On the IWSLT14 De-En task, the Pre-LN Transformer reaches a validation BLEU score of around 34 without any warm-up, whereas the Post-LN Transformer requires a warm-up stage to achieve similar performance. In the more computationally intensive WMT14 En-De task, the Pre-LN Transformer also matches the Post-LN Transformer's performance without necessitating extensive warm-up stages. Additionally, experiments with BERT show that the Pre-LN BERT converges faster than the Post-LN BERT on both pre-training and downstream tasks, corroborating the theoretical insights regarding gradient behavior.

Implications and Future Directions

These findings have significant implications for the training of large-scale NLP models. Removing the learning rate warm-up stage simplifies the training process, reduces computational overhead, and enables faster convergence. This is particularly valuable for large models like BERT, potentially reducing the cost and time required for state-of-the-art model training.

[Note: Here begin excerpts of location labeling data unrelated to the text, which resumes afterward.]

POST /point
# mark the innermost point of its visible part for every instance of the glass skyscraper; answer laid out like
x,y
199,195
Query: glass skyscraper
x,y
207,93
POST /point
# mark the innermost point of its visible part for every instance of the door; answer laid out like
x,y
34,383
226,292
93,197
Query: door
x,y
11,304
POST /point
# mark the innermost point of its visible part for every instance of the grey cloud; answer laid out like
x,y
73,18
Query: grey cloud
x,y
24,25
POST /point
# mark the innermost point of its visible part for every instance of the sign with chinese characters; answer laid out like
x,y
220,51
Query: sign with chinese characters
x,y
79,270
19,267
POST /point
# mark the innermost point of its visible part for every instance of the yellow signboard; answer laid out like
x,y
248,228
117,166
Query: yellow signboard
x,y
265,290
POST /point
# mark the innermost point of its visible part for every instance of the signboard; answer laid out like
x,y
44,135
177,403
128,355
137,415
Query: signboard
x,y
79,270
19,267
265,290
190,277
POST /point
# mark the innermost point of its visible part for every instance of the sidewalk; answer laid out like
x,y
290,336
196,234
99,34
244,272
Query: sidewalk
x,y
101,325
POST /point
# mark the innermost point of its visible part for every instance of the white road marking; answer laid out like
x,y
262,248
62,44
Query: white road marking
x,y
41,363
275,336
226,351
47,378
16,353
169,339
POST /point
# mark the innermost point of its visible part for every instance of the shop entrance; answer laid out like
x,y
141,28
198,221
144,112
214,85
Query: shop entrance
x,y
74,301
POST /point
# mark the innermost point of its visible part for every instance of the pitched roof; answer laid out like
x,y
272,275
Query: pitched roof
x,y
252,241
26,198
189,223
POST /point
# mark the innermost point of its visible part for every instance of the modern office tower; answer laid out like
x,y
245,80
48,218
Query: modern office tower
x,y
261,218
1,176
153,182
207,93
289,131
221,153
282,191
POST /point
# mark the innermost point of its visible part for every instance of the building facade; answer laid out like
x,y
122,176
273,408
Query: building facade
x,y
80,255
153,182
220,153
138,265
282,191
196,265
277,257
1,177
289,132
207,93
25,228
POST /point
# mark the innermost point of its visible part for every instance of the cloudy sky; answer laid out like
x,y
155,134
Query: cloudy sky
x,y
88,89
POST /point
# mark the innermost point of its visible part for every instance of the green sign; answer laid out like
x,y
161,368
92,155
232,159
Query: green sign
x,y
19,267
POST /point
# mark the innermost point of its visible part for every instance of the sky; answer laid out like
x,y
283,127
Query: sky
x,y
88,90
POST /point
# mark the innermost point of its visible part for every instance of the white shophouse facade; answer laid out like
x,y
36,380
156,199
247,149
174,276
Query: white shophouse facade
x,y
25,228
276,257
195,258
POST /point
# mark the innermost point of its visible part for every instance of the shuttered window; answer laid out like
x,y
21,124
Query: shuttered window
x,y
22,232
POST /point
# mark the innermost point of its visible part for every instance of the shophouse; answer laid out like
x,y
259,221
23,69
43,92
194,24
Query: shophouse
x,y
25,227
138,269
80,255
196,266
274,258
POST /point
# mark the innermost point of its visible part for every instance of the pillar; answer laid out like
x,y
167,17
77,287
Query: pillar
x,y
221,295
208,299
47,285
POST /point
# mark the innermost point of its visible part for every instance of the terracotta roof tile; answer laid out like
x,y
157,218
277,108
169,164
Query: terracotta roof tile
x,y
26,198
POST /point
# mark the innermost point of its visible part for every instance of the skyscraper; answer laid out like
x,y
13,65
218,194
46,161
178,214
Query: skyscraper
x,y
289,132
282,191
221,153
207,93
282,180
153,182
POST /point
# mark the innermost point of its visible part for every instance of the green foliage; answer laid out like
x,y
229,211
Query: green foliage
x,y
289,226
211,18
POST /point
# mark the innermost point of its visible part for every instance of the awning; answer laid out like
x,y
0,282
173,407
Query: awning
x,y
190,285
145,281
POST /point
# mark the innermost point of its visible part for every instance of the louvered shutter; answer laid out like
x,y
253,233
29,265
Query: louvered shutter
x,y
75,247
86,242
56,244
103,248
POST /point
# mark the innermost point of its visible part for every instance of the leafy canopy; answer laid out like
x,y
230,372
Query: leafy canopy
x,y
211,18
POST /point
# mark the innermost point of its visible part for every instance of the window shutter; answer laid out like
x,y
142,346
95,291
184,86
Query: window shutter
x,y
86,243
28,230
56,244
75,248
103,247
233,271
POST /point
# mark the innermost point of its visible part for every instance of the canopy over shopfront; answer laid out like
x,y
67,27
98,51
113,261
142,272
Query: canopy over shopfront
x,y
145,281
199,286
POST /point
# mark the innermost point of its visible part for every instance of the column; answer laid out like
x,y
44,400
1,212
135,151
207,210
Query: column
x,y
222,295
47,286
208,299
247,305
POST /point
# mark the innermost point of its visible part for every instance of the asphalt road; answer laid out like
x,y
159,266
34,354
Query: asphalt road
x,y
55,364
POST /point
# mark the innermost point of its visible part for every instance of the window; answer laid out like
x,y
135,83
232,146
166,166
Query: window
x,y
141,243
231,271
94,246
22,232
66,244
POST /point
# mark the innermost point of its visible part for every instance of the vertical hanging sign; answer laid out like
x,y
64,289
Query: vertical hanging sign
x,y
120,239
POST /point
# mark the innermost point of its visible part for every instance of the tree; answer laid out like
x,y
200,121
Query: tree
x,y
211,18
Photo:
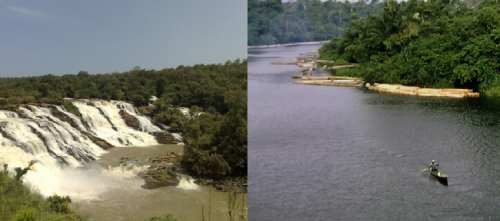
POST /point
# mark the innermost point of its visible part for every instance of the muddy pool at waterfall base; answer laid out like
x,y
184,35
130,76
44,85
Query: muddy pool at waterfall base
x,y
127,201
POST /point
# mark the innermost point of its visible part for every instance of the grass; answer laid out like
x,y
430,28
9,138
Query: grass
x,y
19,203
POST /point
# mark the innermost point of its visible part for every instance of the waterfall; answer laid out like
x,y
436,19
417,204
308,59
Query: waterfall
x,y
61,141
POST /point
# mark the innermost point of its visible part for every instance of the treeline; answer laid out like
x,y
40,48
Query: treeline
x,y
434,43
216,141
18,203
273,22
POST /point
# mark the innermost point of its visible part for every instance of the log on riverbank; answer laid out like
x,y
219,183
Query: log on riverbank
x,y
423,92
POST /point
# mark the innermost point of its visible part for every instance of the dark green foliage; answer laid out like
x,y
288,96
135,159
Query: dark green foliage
x,y
435,43
18,203
215,140
273,22
59,204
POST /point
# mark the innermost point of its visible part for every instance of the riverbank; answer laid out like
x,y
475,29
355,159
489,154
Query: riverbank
x,y
422,92
287,44
345,81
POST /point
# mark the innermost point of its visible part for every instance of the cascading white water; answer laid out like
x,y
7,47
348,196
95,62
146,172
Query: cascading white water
x,y
104,121
62,145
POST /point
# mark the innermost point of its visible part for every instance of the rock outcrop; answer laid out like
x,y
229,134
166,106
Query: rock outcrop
x,y
424,92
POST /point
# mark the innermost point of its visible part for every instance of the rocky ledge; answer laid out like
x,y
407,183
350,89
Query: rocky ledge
x,y
424,92
163,171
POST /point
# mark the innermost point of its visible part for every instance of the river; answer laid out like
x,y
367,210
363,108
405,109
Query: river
x,y
338,153
125,200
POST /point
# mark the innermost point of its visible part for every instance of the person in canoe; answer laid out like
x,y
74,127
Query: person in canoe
x,y
434,166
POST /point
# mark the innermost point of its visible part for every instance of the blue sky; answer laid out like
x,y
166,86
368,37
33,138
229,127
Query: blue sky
x,y
59,36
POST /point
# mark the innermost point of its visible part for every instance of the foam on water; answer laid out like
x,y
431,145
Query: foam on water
x,y
187,183
63,148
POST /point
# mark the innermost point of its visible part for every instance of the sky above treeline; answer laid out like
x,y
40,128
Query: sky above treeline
x,y
64,37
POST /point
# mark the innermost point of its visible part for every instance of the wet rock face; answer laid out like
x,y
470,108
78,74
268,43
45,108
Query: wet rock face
x,y
165,138
130,120
163,171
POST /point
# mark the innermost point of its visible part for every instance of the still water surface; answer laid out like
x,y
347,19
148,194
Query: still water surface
x,y
337,153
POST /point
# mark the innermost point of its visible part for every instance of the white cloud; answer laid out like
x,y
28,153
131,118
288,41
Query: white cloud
x,y
25,11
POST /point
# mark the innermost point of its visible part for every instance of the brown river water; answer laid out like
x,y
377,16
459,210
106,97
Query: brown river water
x,y
125,200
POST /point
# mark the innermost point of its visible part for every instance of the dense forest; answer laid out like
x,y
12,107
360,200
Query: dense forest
x,y
434,43
273,22
216,141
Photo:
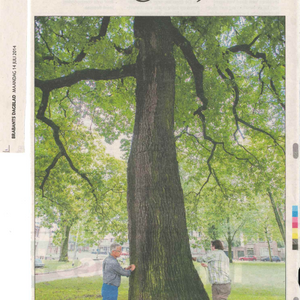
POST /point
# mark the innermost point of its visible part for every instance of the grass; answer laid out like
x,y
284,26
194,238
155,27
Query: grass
x,y
251,281
54,265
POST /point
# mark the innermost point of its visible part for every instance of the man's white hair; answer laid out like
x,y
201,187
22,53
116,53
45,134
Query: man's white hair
x,y
114,246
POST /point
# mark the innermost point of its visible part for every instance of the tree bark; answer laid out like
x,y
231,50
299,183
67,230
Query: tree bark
x,y
277,216
64,244
159,243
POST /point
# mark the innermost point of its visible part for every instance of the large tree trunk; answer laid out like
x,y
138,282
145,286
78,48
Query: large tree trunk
x,y
159,243
64,244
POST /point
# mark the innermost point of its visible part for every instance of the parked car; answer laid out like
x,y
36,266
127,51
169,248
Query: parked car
x,y
38,263
248,257
274,258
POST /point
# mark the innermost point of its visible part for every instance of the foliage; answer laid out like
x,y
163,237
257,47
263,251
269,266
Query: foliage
x,y
229,118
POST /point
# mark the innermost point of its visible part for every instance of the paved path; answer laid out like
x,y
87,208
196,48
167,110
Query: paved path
x,y
89,267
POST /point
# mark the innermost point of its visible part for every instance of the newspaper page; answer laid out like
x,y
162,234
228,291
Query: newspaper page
x,y
18,212
13,75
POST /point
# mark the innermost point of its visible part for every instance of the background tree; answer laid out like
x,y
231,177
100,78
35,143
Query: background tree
x,y
219,81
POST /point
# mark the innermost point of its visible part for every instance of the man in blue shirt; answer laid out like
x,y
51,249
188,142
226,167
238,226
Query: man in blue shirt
x,y
217,263
112,272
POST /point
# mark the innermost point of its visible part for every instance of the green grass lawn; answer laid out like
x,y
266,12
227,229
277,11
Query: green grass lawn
x,y
54,265
261,281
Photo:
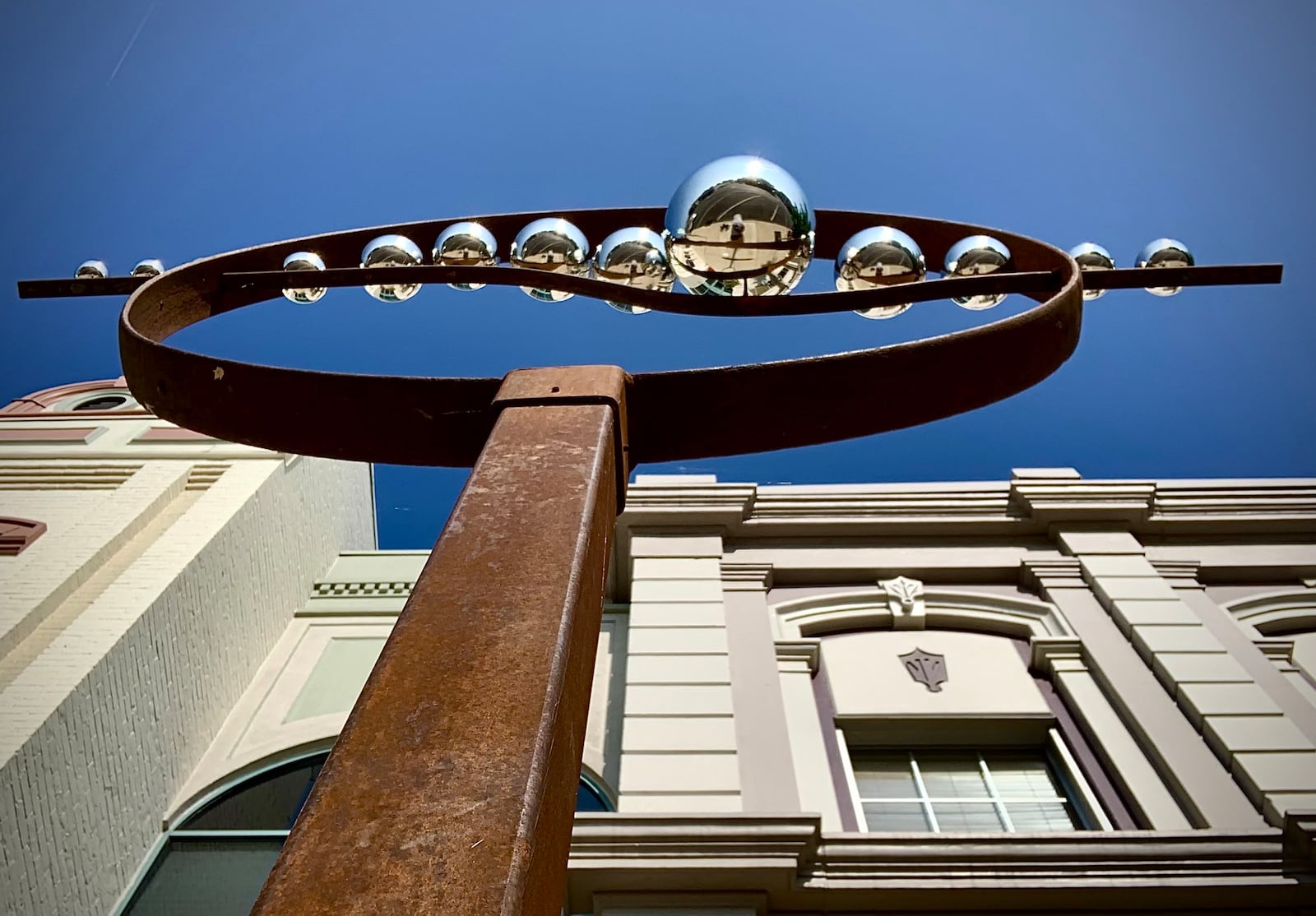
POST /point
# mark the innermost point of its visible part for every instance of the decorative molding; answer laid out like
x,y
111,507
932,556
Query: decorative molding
x,y
50,434
804,870
1052,653
927,668
1179,573
1224,499
1278,613
362,589
17,534
1281,652
1054,499
1056,573
944,608
747,576
905,599
800,650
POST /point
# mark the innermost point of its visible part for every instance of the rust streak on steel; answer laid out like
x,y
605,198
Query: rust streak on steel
x,y
452,789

In a broader context, this research adds to the understanding of optimization in deep learning models and the role of gradient scaling in model stability. Future work could explore alternative normalization strategies or the development of new initialization techniques to further enhance the training efficiency of Transformer models. Additionally, examining the interplay between gradient norms and other recently proposed architectures, such as sparse Transformers, could provide deeper insights into optimizing deep learning models.

Conclusion

This paper underscores the critical role of layer normalization placement in Transformer architectures and its effect on optimization dynamics. By demonstrating that the Pre-LN Transformer can be efficiently trained without a learning rate warm-up, this research offers a practical pathway to more efficient and cost-effective training of large-scale NLP models. Theoretical and empirical evidence presented supports the potential shift towards Pre-LN configurations, fostering a better understanding of gradient behavior in deep learning. Future investigations might further refine these approaches, continuing to enhance model training efficiency and stability.